Boncer watched her, panting, his eyes desperate, red-rimmed. His thin voice was calling out the usual things—but as Yolanda pulled down the traps with a clunking, heavy noise, his voice stopped in his dried mouth. In the iron sound of her traps she knew Boncer heard her new knowledge: she was strong, and he was weak.
She felt the weight of the traps, and all of that—slut slagheap fat-arsed ugly dog bitch—was finished. The sound of the traps in her hand was the sound of a battle won, an exhausted peace falling. She held in each hand a drooping bouquet of rusting steel, strode with a heavy step down the rickety ramp. She stepped near to him and twirled her handful, and Boncer flinched at the wide swing of her arm, he had to duck back his head to avoid the bestowal of her pity, the swoop of its rusted chain.
She walked away.
Boncer followed her, not even trying to pick up the leash, as she carried the traps back through
the yards, across the combed grassy paddock, up the pink scoured gravel to the veranda. She heard doors open, and girls and Teddy and Nancy stepped out of the doors to see her swing the traps in a dark iron arc in the air, crashing them onto the wooden boards.
Boncer saw the others watching, hurried to catch up, to take hold of the leash and stand over her, to posture and sneer, fondling his stick.
But only Boncer heard her murmured voice.
‘That’s enough,’ said to him softly. ‘Fuck off now.’ She picked up the traps and slung them over her shoulder, and carried them into the sick bay where Verla lay.
VERLA LIES with her eyes closed against the light, the cicadas from outside crawling in through her ears and nose and mouth, filling her veins and nerves with shimmering fever. It’s this that wakes her from her muddy dreams: the cicadas’ sparkling threads of pain moving through her body. In the moments she is dredged up from the bottom of her dreams there is not a part of her that doesn’t hurt: hips, finger bones, each vertebra in her neck. Her chest is shrunken, thick with cobwebbed veils.
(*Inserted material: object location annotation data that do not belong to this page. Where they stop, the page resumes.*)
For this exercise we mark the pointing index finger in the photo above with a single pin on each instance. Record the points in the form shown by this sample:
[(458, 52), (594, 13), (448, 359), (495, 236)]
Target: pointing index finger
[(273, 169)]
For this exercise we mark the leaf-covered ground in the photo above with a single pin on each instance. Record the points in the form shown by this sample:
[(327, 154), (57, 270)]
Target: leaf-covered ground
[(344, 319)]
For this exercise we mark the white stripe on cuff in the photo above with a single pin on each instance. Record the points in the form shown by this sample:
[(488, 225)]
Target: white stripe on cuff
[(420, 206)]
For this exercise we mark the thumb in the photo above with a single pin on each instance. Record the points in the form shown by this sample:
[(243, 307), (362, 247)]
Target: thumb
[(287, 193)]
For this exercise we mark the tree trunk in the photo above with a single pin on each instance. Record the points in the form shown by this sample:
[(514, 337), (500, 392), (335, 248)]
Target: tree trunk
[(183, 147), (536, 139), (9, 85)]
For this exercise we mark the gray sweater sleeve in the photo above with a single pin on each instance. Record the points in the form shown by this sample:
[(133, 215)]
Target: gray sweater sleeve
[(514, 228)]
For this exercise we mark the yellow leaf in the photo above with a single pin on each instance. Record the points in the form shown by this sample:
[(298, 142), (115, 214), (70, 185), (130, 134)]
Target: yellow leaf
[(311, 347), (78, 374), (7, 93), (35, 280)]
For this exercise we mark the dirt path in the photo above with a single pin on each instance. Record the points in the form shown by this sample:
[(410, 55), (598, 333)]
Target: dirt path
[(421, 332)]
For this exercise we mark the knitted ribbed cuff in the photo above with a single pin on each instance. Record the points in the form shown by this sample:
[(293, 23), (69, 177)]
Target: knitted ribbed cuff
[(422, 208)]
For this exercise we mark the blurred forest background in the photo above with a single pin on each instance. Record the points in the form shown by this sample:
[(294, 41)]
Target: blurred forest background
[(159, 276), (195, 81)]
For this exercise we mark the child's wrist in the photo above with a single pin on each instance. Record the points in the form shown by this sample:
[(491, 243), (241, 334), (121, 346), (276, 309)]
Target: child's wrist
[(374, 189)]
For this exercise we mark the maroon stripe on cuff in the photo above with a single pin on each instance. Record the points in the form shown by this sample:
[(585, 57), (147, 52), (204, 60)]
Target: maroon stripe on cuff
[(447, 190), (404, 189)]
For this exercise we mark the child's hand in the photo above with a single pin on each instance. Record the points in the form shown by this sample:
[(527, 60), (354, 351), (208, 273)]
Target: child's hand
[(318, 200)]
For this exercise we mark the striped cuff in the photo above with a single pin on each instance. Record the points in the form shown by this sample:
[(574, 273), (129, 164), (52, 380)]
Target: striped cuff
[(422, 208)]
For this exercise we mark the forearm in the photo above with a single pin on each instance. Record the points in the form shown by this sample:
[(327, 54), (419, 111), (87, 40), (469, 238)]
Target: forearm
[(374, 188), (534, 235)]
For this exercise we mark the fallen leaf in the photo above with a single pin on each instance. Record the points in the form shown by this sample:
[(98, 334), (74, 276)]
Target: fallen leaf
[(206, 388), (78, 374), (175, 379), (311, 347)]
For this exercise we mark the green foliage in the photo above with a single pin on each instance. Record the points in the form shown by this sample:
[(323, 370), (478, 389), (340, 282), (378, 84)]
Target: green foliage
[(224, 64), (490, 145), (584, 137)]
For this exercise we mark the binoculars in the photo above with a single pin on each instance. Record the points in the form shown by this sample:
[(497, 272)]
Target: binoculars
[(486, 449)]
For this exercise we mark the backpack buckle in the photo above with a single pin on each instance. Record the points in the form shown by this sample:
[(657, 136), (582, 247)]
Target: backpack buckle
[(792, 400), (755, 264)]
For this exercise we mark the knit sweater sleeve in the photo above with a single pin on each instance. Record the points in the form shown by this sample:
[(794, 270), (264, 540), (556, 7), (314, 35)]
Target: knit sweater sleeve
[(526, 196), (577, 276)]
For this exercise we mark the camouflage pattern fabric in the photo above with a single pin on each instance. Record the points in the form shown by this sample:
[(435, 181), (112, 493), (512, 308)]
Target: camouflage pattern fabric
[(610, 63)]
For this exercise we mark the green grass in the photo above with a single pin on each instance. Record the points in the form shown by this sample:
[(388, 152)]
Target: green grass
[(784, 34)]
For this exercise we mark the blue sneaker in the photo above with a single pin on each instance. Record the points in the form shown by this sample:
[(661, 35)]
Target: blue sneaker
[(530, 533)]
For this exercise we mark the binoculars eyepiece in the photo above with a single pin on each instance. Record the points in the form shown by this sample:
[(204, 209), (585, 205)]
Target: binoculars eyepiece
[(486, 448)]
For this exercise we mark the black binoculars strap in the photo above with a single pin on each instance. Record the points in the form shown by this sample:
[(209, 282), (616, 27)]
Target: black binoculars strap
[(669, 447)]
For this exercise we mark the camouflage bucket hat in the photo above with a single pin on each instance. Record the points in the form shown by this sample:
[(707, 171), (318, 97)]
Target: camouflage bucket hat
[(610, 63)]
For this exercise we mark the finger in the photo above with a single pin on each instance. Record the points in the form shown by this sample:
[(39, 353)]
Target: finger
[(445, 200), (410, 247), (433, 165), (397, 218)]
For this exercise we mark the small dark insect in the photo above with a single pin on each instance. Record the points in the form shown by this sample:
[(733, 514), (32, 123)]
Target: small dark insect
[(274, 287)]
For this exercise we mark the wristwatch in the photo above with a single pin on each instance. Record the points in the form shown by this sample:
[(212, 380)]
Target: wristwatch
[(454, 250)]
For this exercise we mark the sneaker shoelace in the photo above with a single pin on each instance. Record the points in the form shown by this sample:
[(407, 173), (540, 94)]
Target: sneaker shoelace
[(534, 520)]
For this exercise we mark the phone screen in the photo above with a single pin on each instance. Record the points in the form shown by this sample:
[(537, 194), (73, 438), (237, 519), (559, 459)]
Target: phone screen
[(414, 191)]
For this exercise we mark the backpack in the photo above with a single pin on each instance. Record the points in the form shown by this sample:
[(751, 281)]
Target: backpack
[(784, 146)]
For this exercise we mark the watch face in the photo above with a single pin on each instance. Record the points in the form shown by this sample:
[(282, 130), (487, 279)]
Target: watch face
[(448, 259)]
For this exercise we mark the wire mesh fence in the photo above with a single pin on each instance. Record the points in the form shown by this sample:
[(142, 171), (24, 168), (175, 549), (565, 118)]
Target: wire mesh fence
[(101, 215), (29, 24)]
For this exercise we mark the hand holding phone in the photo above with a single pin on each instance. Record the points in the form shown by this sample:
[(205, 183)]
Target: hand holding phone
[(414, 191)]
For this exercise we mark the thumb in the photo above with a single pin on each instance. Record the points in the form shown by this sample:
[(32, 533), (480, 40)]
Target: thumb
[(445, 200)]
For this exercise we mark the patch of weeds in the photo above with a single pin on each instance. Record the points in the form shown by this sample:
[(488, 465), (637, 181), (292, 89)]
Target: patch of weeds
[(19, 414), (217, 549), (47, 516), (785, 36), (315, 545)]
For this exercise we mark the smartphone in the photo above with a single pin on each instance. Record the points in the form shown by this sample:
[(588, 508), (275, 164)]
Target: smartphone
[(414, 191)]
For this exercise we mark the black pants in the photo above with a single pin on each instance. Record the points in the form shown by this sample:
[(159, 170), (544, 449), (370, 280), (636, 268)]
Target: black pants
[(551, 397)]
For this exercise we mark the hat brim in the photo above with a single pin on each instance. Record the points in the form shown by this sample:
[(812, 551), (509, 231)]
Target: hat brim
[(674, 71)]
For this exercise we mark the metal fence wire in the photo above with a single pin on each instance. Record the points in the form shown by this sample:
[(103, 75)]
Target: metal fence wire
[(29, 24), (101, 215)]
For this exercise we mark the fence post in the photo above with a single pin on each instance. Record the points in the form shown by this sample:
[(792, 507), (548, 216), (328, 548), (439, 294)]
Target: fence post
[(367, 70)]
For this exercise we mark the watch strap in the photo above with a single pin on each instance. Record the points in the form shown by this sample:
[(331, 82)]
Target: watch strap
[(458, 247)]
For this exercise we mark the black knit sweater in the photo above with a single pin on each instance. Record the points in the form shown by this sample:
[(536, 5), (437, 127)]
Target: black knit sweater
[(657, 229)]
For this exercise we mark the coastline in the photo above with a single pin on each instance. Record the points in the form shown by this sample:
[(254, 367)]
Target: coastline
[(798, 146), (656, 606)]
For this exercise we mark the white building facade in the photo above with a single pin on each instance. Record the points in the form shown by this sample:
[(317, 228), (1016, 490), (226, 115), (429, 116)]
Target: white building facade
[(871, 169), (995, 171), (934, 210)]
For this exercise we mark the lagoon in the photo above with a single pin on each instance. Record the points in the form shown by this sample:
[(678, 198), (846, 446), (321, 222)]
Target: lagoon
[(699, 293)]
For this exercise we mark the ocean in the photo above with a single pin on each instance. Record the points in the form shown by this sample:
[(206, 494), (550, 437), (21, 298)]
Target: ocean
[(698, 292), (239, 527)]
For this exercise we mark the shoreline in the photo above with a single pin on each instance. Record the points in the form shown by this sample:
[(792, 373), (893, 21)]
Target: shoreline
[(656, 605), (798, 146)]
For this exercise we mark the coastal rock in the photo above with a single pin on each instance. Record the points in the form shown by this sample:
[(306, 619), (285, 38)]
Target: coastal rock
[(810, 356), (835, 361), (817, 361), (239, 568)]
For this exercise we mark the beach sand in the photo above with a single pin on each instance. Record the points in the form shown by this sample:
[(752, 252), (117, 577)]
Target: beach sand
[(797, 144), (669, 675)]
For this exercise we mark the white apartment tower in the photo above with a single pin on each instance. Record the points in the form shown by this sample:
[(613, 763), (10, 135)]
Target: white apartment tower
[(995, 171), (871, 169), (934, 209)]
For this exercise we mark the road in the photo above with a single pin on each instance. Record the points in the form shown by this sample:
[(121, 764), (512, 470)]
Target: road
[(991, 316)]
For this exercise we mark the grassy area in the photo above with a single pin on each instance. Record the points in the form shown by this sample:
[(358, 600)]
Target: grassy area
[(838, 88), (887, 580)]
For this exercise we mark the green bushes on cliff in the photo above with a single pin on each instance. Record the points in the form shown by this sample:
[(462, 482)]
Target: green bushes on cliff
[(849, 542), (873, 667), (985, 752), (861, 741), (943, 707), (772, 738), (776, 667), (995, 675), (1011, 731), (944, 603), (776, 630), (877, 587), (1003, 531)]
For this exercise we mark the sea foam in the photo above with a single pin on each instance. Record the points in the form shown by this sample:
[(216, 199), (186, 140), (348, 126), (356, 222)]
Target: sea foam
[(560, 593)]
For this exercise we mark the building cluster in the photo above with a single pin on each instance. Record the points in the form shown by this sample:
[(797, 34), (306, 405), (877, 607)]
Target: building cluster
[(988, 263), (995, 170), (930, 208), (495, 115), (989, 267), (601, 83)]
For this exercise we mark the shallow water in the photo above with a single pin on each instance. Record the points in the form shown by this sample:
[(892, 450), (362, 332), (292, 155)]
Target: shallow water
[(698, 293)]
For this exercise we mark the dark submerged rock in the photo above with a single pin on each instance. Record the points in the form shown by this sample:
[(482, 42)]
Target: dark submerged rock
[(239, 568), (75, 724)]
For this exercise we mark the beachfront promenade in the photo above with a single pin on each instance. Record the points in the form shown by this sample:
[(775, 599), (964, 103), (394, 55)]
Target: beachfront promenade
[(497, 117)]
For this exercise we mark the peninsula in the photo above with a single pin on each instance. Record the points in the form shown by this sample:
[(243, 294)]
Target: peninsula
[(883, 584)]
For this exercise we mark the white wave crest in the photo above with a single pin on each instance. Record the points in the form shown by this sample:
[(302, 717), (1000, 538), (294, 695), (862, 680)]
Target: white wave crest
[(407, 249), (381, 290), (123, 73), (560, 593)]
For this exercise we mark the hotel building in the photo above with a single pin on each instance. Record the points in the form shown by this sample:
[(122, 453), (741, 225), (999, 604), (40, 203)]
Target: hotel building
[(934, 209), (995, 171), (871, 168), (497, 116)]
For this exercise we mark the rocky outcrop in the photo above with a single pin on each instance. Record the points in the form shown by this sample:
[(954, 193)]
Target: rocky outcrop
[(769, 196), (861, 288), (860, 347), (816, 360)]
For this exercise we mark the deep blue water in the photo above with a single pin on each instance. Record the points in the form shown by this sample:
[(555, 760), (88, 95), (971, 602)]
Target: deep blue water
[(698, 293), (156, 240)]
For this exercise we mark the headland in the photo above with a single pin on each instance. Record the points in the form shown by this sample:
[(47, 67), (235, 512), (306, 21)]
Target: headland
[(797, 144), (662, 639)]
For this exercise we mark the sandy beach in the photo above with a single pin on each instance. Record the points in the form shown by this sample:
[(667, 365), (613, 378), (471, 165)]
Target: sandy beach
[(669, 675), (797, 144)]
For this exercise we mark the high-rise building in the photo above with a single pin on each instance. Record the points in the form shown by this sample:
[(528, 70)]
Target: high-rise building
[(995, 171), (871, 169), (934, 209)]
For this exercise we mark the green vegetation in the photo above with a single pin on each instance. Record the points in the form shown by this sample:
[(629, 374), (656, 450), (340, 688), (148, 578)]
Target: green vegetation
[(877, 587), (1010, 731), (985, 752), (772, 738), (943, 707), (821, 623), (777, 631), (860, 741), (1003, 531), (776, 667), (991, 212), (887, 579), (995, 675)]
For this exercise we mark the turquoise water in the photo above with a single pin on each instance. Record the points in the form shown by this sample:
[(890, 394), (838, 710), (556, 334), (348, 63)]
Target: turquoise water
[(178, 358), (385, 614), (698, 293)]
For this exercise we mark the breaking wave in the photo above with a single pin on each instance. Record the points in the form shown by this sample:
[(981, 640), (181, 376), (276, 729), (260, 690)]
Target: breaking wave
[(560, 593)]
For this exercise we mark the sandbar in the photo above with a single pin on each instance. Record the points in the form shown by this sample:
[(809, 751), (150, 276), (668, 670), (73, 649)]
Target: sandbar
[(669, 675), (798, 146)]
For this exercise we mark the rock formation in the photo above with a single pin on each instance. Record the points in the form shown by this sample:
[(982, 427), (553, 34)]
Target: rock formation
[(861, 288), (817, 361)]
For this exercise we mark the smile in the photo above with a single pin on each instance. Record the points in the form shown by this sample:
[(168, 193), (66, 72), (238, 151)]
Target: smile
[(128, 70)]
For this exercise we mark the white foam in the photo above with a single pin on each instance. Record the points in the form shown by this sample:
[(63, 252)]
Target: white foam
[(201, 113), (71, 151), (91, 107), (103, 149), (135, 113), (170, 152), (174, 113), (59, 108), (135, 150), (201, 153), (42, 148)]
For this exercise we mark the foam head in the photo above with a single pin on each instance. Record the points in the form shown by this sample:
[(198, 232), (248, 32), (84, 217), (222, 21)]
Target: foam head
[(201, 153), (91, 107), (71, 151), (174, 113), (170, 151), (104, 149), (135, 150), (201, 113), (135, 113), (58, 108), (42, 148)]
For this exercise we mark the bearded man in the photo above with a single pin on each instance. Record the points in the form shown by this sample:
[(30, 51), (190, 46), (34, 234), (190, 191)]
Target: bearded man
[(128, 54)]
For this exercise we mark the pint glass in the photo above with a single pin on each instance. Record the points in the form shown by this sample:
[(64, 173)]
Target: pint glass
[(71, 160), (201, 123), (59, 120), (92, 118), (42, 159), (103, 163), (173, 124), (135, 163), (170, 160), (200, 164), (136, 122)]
Despite Nancy’s attentions, Teddy’s too, she feels she will die. Because of them, perhaps. Throughout her sickness she has felt the two of them, their hands, lifting and prodding at her. Their curious, experimental voices. They crouch over the ants’ nest of her, poking with a stick, heads together, their breath close and loud. Perhaps they are trying to kill her, and then they leave her to die, and then they come back and rattle little jars and wonder, do more things to hurt her, say mysterious things (shit really hit the fan, what’s emetic, for fuck’s sake don’t drop that) over her sinking, failing body, over her vomiting into a dish, over her soft high crying like a sick baby. There is one of Teddy’s wide brown hands grasping the back of her head, gripping her jaw with his thick tobacco-stinking fingers, forcing little nubs of something into her throat, and Nancy hissing no the other way how many what’s antipyretic how do you and sloshing water and making her swallow, each time gasping so as not to drown.